Adapting the oft quoted hailing of a new monarch, it can be truly said: ‘
revolution is dead; long live Revolution.’
Camus rightly said: “If there had
been one real revolution, there would be no more history.” The history of
revolutions is a cyclical story of revolutions and counter- revolutions and in
all the cases the underlying urge has been the emancipation of mankind from
adverse political, economic and social pressures.
AK and AAP should recall what the great Greek
philosopher, Aristotle said about Revolutions which had effected change of
government in the Greek city-states of his time – alternating between oligarchy
and democracy –but a change brought in mostly without physical violence. He
said: “Revolutions are effected in two ways-by force and by fraud”, where fraud
is the process by which “citizens are deceived into acquiescing in a change of
government, and afterwards they are held in subjection against their will.” He
advocated persuasion to use of force to win the goodwill of people and their
allegiance to the ruling government.Aristotle's
understanding of revolution is fundamentally different from the modern
understanding, for to him it is value neutral. But if revolutions fail to live
up to those very ideals when they adversely impact people in the physical,
social and psychological dimensions of their personality. The failure is two
fold: it nullifies the positive effects of the revolution and it breeds a new
negativity in the post- revolutionary period. AAP has to bear this in mind even
as it celebrates the signal service it has done in revolutionizing Indian politics. AK on
assuming office has stated that the people and not he will run the government. This
is a novel idea and therefore attractive, but it is equally disturbing. Such
utterances have to be taken with abundant caution as mob-governance may end up
with disintegrating and dismantling the very structure of society. Disputes and
conflicts are endemic to human beings and therefore seeking Mohallas’ views as part
of empowering the aam admi will create more dissatisfaction and intolerance.

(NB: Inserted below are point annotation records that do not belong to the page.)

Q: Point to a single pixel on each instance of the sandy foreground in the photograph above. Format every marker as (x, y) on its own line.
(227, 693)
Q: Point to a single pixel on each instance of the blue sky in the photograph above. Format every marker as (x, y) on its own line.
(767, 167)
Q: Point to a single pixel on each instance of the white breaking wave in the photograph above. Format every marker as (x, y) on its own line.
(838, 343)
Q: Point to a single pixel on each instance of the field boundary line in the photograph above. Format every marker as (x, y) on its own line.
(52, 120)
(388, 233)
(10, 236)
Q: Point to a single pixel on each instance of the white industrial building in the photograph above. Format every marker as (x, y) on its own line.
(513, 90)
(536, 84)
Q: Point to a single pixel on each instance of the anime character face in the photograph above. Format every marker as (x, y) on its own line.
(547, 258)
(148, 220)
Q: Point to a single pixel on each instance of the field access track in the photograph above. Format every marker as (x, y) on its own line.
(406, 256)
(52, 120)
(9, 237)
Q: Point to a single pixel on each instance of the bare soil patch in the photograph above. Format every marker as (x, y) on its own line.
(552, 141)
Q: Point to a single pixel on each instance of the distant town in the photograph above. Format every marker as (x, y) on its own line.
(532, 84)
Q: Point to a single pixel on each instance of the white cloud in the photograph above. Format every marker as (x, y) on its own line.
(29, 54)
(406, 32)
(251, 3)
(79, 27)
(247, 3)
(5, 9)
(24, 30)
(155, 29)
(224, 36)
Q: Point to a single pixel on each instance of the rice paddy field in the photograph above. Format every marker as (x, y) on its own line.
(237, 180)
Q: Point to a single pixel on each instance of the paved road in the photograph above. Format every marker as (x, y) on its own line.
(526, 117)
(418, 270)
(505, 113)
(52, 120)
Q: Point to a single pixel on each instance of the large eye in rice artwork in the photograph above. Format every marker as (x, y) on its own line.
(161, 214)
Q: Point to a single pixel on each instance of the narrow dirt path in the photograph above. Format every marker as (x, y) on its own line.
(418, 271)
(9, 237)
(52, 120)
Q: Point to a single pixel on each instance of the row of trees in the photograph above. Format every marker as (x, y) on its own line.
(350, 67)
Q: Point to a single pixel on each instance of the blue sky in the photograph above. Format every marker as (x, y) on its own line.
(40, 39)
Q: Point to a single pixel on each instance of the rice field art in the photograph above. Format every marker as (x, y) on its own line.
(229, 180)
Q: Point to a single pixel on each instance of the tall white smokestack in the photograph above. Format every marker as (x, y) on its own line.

Governance is not the right of aam admi. It is the right of those who aam admi
elects to govern. Let democracy be for the people and of the people but not by
the people lest the Indian polity collapses at the high altar of governance.
Awake-
Yes.
Arise- yes ,but tempered with understanding.
Stop
not until the goal is achieved- ye, s with the awareness that awakening and
arising are continuous processes as the goalpost can never be a fixed one.